The rising cost of living has meant that the political establishment has concluded that it can only protect the interests of the wealthy by triggering a recession. It's also hoped it will discourage workers from taking political action.


FACED WITH a deepening cost of living crisis the Labour Government has set out to protect the interests of the wealthy by driving up unemployment and triggering a recession. This is not a secret agenda. Reserve Bank Governor Adrian Orr told a meeting of Parliament’s finance and expenditure committee in November that it was necessary to squeeze the 'horrible environment' of high inflation out of the economy.

Orr agreed with Green MP Chloe Swarbrick that the Reserve Bank was deliberately engineering a recession in an attempt to drive down inflation. The Reserve Bank has concluded that this is only way to counter rising prices. But it will also throw thousands of people out of work and leave thousands more struggling to keep their heads above water. Many will drown. 

Finance Minister Grant Robertson's repeated assertion that his government has the backs of ordinary people is a cynical falsehood. But it is a falsehood that Labour's minions in the media will continue to busy themselves promoting as 'evidence' that Labour is the 'lesser evil'. The dismal Morgan Godfery in a December 30 column laughably claimed that Robertson, a fiscal conservative, has been acting like a traditional social democrat. Godfery is spreading disinformation. Perhaps Kate Hannah of the Disinformation Project could take a look at his activities.

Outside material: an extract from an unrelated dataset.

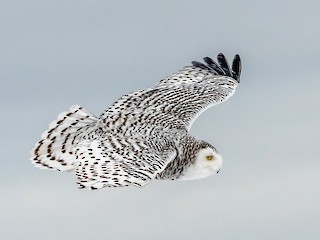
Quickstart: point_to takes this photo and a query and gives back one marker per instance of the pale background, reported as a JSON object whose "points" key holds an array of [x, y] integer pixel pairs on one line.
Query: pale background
{"points": [[57, 53]]}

But not everybody is feeling the pinch. Corporate profits have soared some sixty percent over the past two years. This has prompted calls for a windfall tax, a demand that Robertson has been quick to sideline. 

This Labour Government has overseen a massive rise in inequality and herein lies the political reason for triggering a recession. The cost of living crisis has exposed the vast chasm between the rich elite and everybody else and it is hoped that a recession will discourage workers from deciding that enough is enough and that a collective response is now required. I'm reminded that Margaret Thatcher drove interest rates up a massive seventeen percent during the protracted war with the miners. 

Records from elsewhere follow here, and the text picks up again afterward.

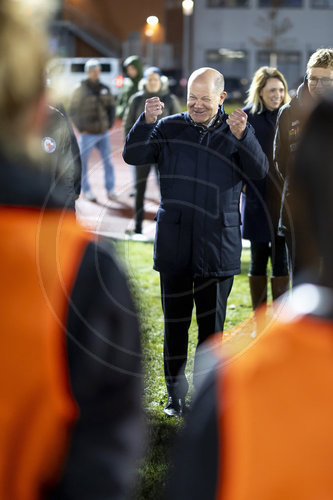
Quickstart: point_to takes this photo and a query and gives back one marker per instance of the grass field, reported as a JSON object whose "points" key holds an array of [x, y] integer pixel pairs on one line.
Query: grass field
{"points": [[137, 258]]}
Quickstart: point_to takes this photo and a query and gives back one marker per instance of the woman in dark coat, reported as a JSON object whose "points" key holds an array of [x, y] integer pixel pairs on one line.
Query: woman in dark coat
{"points": [[261, 201]]}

But as the occupation of Parliament grounds last year signalled, many people no longer feel they have anything left to lose. In desperate times the power of fear begins to lose its potency and the status quo no longer seems as monolithic and unshakeable as it once appeared. And the political establishment, in the ferocity of its attacks on the protesters, displayed a willingness to employ state power to crush dissent it does not approve of. It also displayed that it is out of touch with what is happening out there in the community. 

In an economy characterised by poverty, inequality and hardship, working people can no longer be expected to obey the orders of the powerful. 

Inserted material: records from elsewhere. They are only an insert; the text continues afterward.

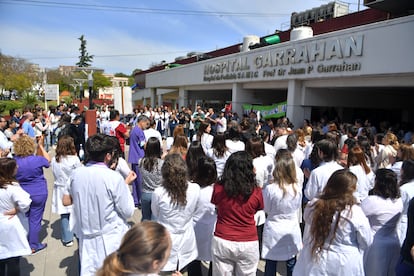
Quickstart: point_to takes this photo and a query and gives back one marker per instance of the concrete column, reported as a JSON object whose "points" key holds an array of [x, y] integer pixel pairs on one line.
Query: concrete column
{"points": [[152, 97], [182, 97], [295, 98], [239, 97]]}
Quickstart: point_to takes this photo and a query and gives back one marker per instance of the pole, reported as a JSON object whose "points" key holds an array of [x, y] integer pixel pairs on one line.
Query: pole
{"points": [[90, 84], [122, 97]]}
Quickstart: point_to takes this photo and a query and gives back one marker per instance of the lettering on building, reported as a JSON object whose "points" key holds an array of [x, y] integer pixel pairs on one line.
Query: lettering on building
{"points": [[326, 56]]}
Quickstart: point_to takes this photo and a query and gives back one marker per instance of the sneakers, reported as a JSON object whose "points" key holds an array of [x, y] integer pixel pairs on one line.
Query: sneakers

There is also a general election this year and the political establishment will hope to drive the rising discontent in the direction of the polling booths. But none of the present slate of parliamentary parties are offering anything like an economic alternative to neoliberalism. The general election is a political dead end. The over 700,000 people who no longer vote have worked that out even if the Commentariat hasn't. 

Seriously tackling the cost of living crisis, as opposed to protecting the interests of the political establishment, means offering an alternative to our present economic model. That alternative lies in the solutions provided by socialism. 

1 comments:

  1. In maintaining the status quo, the ''lesser evil'' game must be the most effective con perpetrated on the people in living history.

    Tweddle dum versus tweedle dee, and the people are rendered powerless. And yes one can be nastier, at times. But all we can do is vote for the slightly less odious flavour of our own oppression.